The Quiet Rebellion: Why Fashion's Next Generation Is Choosing Small Over Everything
As Business of Fashion chronicles founders abandoning the scale-at-all-costs playbook, I'm watching a cultural shift that will redraw the industry map—starting in the Gulf.
ℹ️ قراءة بصوت المتصفح · صوت الذكاء الاصطناعي قريبًا
I've been writing about fashion for fifteen years, and I can tell you exactly when the narrative changed. It wasn't a singular moment. It was a thousand small refusals.
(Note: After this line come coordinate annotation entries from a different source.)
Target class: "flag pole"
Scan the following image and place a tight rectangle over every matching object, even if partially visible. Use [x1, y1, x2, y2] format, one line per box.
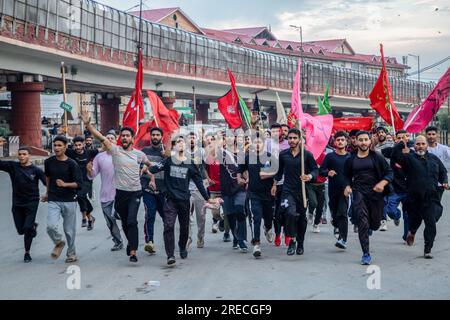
[380, 43, 397, 136]
[61, 61, 69, 138]
[297, 63, 307, 209]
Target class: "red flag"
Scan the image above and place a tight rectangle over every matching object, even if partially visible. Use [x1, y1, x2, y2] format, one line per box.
[369, 44, 403, 131]
[122, 48, 144, 140]
[217, 89, 242, 129]
[333, 117, 373, 131]
[405, 68, 450, 133]
[147, 90, 180, 143]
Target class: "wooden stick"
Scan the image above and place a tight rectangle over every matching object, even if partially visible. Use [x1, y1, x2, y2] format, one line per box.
[61, 62, 69, 138]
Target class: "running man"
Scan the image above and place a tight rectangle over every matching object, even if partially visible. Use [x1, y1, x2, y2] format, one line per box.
[237, 136, 276, 258]
[319, 131, 350, 249]
[86, 133, 123, 251]
[272, 128, 319, 256]
[42, 136, 83, 263]
[148, 136, 218, 266]
[344, 131, 393, 265]
[0, 147, 46, 263]
[66, 137, 99, 231]
[81, 110, 151, 263]
[141, 127, 166, 254]
[393, 136, 450, 259]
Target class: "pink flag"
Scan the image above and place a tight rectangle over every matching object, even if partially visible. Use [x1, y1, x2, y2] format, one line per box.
[302, 113, 333, 160]
[288, 60, 333, 160]
[404, 68, 450, 133]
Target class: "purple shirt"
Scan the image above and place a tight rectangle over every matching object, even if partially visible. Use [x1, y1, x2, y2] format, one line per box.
[88, 152, 116, 203]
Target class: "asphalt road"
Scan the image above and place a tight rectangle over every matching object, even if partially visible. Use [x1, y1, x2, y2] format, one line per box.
[0, 172, 450, 300]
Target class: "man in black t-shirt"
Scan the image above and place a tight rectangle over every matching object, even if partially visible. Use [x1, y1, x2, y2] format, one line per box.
[237, 137, 276, 258]
[272, 128, 319, 256]
[344, 131, 393, 265]
[42, 136, 83, 263]
[0, 147, 45, 262]
[141, 127, 166, 254]
[66, 137, 98, 231]
[319, 131, 350, 249]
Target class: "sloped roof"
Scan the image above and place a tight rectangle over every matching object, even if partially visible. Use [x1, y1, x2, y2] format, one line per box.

Business of Fashion just profiled founders who are "redefining fashion's idea of success"—ditching global prestige for slower growth models. On the surface, this reads like a trend story. In reality, it's an obituary for the mythology that built contemporary fashion: the belief that every designer must become a house, every house must become an empire, every empire must answer to quarterly earnings.
I'm thinking about this from my terrace in Beirut, watching the Mediterranean turn violet at dusk, and I can't help but see the Gulf connection that Western fashion media consistently misses.
The designers choosing to stay small aren't just rejecting venture capital. They're rejecting a colonial framework that told them their work only mattered if it conquered Milan, Paris, New York. This matters acutely in our region, where the modest fashion sector alone has been estimated in the billions, yet designers are constantly asked: when are you going global? As if Riyadh, Dubai, and Cairo don't constitute a globe.
Here's what I've observed across three fashion weeks this season: the most compelling work is coming from labels that refuse to perform for Western gatekeepers. They're building for their communities first. They're profitable at smaller scale. They're uninterested in the extractive partnerships that promise exposure but deliver exploitation.
The Business of Fashion piece hints at this without naming it: the pipeline to scaling has grown "precarious." That's diplomatic language for broken. Venture capital inflated fashion into a casino. Brands that once took a decade to build had eighteen months to prove hockey-stick growth or die. The result? A graveyard of promising labels that burned through funding chasing a fantasy of virality.
What the article doesn't explore—because Western fashion criticism rarely does—is how this moment creates asymmetric opportunity for Gulf and Middle Eastern designers.
We never fully bought into the old model anyway. Our relationship to fashion has always been different: more personal, more rooted in craft, more suspicious of trends that erase specificity. When I interview designers from Kuwait to Casablanca, they speak about legacy, about building something their children might inherit. Not about exit strategies.
This is the part where someone will accuse me of romanticizing. Let me be clear: I'm not advocating for stagnation or celebrating poverty. What I'm identifying is a strategic inflection point. While Western fashion implodes under the weight of its own mythology, designers who never subscribed to that mythology have a structural advantage.
They know how to be profitable at $5 million in revenue. They understand customer intimacy. They're not addicted to the dopamine hit of a glossy magazine spread. They build for decades, not seasons.
The founders Business of Fashion profiles are essentially discovering what our region's most successful designers have known all along: that fashion is a craft business with art and culture woven through it, not a tech startup wearing couture.
Consider the broader ecosystem signals. L'Occitane just appointed a new CEO at Sol de Janeiro, with the founder exiting—a reminder that even acquisition doesn't guarantee founder continuity. Susan Yara is launching her second brand after building Naturium, proving you can compound success without destroying yourself. These are data points in a larger pattern: the old playbook is being rewritten in real time.
The modest fashion category is particularly well-positioned for this moment. It was always community-first, always values-aligned, always built on relationships rather than hype cycles. The global fashion industry is now discovering that sustainability, customer loyalty, and cultural rootedness actually matter for long-term survival. We could have told them that a decade ago.
But here's my concern: as Western fashion figures out that small-and-sustainable is the new aspiration, will they colonize that narrative too? Will the same critics who dismissed Gulf designers as "regional" suddenly celebrate slow fashion—as long as it comes from Copenhagen?
I'm watching for the tell. If Business of Fashion's next feature on redefining success includes no designers from the Middle East, North Africa, or South Asia, we'll know this isn't about a new model. It's about the same old gatekeepers finding a new gate to keep.
The real test will be where capital flows next. If investors start backing profitable, community-focused labels in Riyadh and Ramallah with the same enthusiasm they once reserved for New York hype brands, then we'll know something fundamental has shifted.
Until then, I'll keep writing about the designers who never needed permission to build differently. They weren't making a statement. They were just making clothes for people who actually wear them.
The revolution, as always, was already underway. Fashion media is just now noticing.